Alexander Zverev wrapped up the season in the top-7 for the third straight year but his 2019 tennis was miles below the level produced in 2017 and 2018. The three-time Masters 1000 winner and the ATP Finals champion has been the leader of the young guns in the last couple of years, achieving almost all the milestones before his coevals or many older rivals and chasing more of the same in the season behind us.
Instead of that, the German produced a mediocre season with one small ATP title and many setbacks, both on and off the court. With 44 victories but also 25 defeats under his belt, Alexander was capable of securing the third straight appearance at the ATP Finals in London thanks to the final run in Acapulco and Shanghai and the quarter-final at Roland Garros, repeating what he did at Majors in 2018 but making no progress what so ever.
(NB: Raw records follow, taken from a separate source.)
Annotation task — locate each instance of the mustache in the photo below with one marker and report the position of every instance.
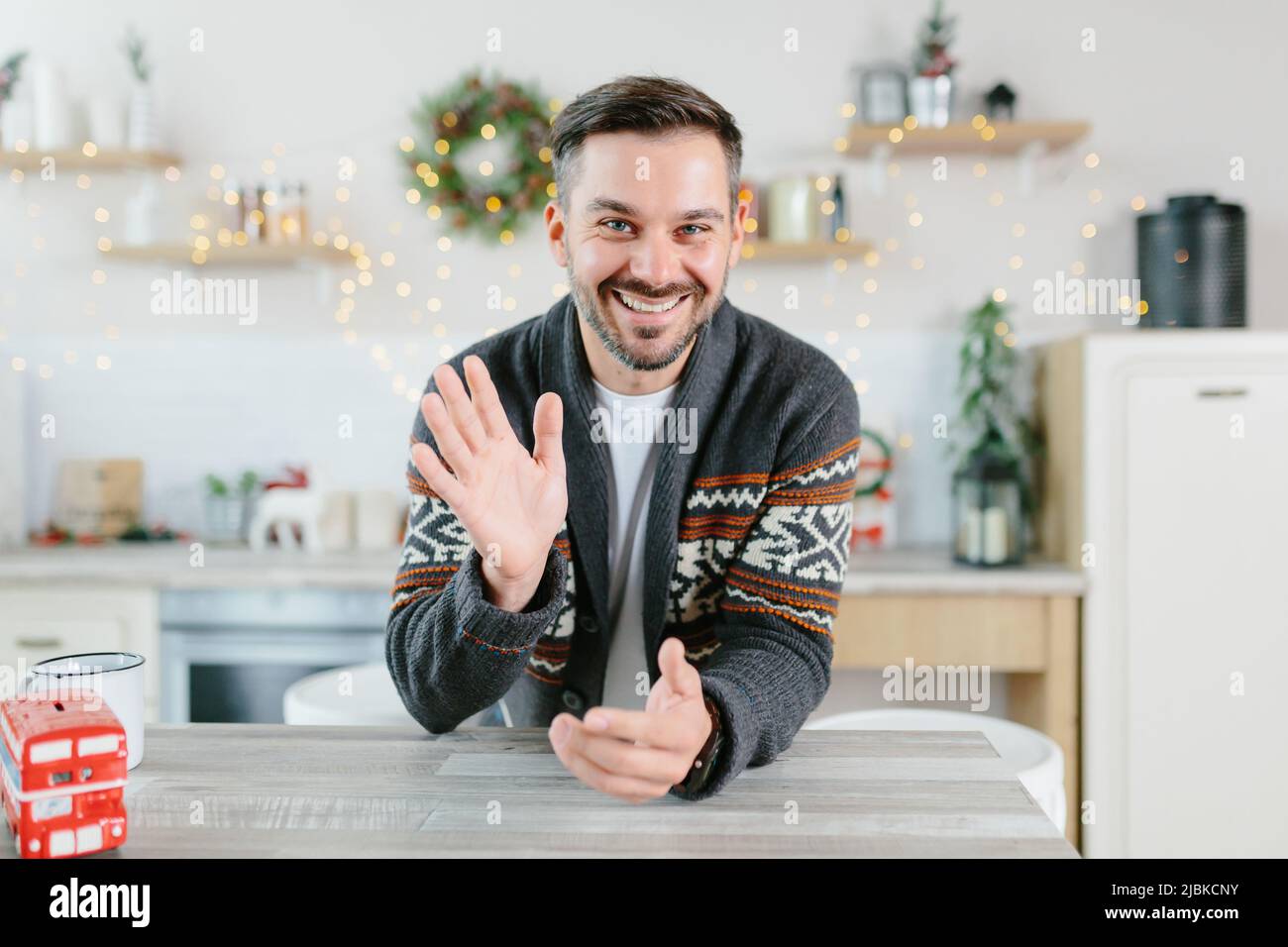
(644, 291)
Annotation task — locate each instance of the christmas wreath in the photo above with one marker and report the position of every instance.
(500, 196)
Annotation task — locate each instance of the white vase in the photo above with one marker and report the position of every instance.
(143, 131)
(141, 215)
(931, 99)
(53, 120)
(106, 121)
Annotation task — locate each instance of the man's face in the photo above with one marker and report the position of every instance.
(648, 241)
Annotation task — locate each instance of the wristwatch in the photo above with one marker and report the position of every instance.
(706, 759)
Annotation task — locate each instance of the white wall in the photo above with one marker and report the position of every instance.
(1173, 91)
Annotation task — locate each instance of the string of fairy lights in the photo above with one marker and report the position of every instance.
(204, 236)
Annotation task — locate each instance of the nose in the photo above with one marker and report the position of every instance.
(656, 261)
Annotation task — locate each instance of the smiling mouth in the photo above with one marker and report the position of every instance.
(648, 309)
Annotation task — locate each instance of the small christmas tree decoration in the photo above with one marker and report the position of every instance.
(930, 91)
(992, 489)
(936, 35)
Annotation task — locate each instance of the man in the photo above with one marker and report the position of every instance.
(634, 526)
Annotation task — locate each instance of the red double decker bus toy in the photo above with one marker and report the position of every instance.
(63, 762)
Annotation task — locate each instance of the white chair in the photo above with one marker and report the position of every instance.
(352, 696)
(1035, 759)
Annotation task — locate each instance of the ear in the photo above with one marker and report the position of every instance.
(555, 231)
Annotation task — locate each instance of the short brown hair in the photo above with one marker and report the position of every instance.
(649, 105)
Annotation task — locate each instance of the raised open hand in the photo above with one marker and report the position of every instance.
(511, 502)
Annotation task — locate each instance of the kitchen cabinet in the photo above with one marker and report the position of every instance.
(1166, 480)
(38, 622)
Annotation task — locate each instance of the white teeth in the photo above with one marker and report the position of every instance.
(644, 307)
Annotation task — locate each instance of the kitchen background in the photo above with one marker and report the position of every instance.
(1138, 102)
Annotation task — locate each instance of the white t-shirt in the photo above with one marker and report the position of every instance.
(629, 419)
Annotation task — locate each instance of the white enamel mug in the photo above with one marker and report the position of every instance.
(115, 677)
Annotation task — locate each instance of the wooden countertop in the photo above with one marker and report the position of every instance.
(910, 571)
(270, 789)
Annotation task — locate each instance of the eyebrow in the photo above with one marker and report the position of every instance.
(616, 206)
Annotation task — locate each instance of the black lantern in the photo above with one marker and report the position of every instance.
(1000, 103)
(988, 508)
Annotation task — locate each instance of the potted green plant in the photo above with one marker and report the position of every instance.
(993, 447)
(11, 71)
(228, 508)
(142, 134)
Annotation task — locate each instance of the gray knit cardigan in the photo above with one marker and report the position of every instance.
(747, 540)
Suffering seven losses to players ranked outside the top-40, Zverev went back and forth all the time, unable to find his A-game or settle into a rhythm that would make him competitive again, scoring only three wins in ten encounters against the top-10 rivals and leaving his fans mighty disappointed most of the time.
Alexander refused to play at the Davis Cup Finals, choosing to hit South America and Mexico tour with Roger Federer and finishing the year with the Swiss in China as well. Without a proper offseason training process (he had to undergo a small surgery as well), Alexander arrived at the ATP Cup, leading Germany in challenging Group F against Australia, Greece and Canada and facing Alex de Minaur in the first clash.
Before the match, Zverev talked about the improvements ahead of the new season and the desire to perform at his best again and chase big titles against the rivals from the top. Following the first seven games of that de Minaur encounter, it looked the German was on a firm comeback course, doing everything right on the court to control the scoreboard and forge a 5-2 advantage.
De Minaur started to fight back in the closing stages of the set that Zverev brought home in the tenth game, opening a massive lead in the second as well to stand 6-4, 4-2 in front, with more chances in that seventh game.
Instead of bringing the match home, Alexander kicked off the "2019 mode" again, fading from the court and suffering a 4-6, 7-6 6-2 loss in two hours and 44 minutes. Hitting 14 double faults, Zverev couldn't control his anger, smashing a racquet and not being able to recover in the decider and at least fight for a more favorable result.
If he manages to bring those opening seven days to his regular display, Alexander should fight for the place in the top-4 again, but only if he leaves those ugly wavings behind him and start competing on a balanced level.